Durch die Bereitstellung neuer effektiverer, umweltfreundlicherer Oberflächenbehandlungsverfahren für Glas und der Übernahme von prozessintegrierten Technologieabläufen und Arbeitsvorschriften zur Oberflächenbehandlung von Floatgläsern durch die Industrie, können entsprechende Aufträge als Dienstleistung zum Fügen und Prüfen von Baugruppen realisiert werden. Zudem können durch den Einsatz neuer Glaswerkstoffe in der Industrie vorhandene Technologien effektiver gestaltet und neue Applikationsfelder erschlossen werden.

3.2 Lösungsweg zur Erreichung des Forschungsziels

Methodischer Ansatz

Die Beständigkeit der Glasoberfläche kann zum einen bereits bei der Herstellung durch die Zusammensetzung der Glasschmelze und zum anderen nachträglich durch geeignete Oberflächenbehandlungsverfahren oder Beschichtungen beeinflusst, beziehungsweise modifiziert werden.

Die Methodik zur gezielten systematischen Verbesserung von Glasklebungen durch Kombination geeigneter Glasqualitäten, Vorbehandlungsverfahren und Klebstoffen setzt zunächst eine Charakterisierung der Werkstoffe und Oberflächen im Ausgangszustand vor dem Verkleben voraus. Für die Charakterisierung sind Topographie mit Laser-Profilometrie bzw. Weißlichtinterferometrie, Randwinkelmessung, REM sowie Oberflächenanalytik mit EDX, ToF-SIMS und SNMS als geeignet und zielführend bekannt.

Anhand von Methoden zur beschleunigten Alterung unter Klimasimulation und unter kontrollierter Freibewitterung soll dann die makroskopische und mechanische Beständigkeit untersucht werden und die Art und Dynamik der auftretenden Schadensmechanismen aufgezeigt werden.

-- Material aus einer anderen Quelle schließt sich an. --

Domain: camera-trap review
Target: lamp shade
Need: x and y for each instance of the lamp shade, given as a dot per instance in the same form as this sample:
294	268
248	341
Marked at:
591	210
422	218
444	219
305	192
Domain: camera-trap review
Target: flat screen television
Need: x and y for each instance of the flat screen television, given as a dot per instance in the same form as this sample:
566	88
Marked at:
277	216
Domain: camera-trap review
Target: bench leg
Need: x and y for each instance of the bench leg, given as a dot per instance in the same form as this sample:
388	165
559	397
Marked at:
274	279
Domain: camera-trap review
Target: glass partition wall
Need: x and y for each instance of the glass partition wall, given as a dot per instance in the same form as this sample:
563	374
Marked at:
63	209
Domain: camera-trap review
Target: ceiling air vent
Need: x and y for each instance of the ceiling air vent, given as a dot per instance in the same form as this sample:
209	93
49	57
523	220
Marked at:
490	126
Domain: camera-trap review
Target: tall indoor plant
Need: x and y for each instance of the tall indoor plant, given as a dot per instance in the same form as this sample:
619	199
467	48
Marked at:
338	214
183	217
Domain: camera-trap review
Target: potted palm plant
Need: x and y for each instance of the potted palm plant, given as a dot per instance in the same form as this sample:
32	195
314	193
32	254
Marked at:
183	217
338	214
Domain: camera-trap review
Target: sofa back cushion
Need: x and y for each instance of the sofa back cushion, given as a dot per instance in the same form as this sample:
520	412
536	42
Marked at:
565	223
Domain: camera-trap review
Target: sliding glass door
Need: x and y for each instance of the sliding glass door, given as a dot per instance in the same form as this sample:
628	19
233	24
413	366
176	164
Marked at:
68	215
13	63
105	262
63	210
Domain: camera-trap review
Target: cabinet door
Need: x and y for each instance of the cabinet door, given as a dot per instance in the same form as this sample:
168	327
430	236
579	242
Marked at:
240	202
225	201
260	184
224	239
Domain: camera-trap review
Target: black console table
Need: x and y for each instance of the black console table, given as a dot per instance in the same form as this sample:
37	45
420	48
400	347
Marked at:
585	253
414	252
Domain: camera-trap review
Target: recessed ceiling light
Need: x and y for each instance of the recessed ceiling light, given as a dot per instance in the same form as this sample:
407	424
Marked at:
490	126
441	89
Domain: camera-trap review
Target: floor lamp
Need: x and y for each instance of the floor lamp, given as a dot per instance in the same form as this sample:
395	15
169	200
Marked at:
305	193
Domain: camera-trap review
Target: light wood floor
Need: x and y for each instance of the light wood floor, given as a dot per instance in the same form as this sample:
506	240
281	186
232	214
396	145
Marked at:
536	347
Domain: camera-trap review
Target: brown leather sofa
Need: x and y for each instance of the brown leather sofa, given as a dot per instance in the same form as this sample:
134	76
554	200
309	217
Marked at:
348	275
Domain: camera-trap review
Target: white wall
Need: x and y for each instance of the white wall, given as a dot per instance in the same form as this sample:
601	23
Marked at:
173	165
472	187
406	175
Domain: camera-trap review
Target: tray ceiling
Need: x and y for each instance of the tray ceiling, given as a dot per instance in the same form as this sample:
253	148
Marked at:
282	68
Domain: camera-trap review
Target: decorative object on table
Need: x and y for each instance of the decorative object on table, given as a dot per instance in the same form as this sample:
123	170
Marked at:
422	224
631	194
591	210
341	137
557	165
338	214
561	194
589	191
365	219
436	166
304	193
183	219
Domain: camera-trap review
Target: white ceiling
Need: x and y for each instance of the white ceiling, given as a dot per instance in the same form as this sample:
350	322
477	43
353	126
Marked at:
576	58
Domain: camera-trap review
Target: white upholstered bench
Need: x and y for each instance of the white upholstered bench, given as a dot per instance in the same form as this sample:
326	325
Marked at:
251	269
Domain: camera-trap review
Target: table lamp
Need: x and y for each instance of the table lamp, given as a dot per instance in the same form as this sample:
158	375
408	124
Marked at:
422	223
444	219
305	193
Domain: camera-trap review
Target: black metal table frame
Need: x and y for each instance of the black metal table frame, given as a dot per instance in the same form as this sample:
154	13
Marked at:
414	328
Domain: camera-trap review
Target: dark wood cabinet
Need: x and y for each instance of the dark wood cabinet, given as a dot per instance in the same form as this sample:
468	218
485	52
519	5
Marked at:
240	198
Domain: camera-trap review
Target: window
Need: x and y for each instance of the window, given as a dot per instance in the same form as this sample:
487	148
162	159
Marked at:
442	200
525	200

Als Alterungsverfahren sollen entsprechend der relevanten Anwendungsbereiche die Freibewitterung, UV-Belastung im Xenotest, feucht-warme Klimalagerung sowie Medienlagerung in sauren und alkalischen Medien zum Einsatz kommen. Die Beurteilung der Bruchflächen und die Klärung der Schadensmechanismen und Schadensdynamik soll wiederum durch bildgebende und oberflächenanalytische spektroskopische Verfahren unterstützt werden:

Durch Korrelation der Ergebnisse aus der mechanischen Prüfung, der makroskopischen Beurteilung und der Oberflächenanalytik sollen die unterschiedlichen Verfahrensparameter der Plasmabehandlung (Intensität, Dauer, Prozessgase etc) hinsichtlich ihrer Wirksamkeit zur Verbesserung der Beständigkeit von Glasklebungen und der zu berücksichtigenden dominierenden Schadensmechanismen vergleichend untersucht werden.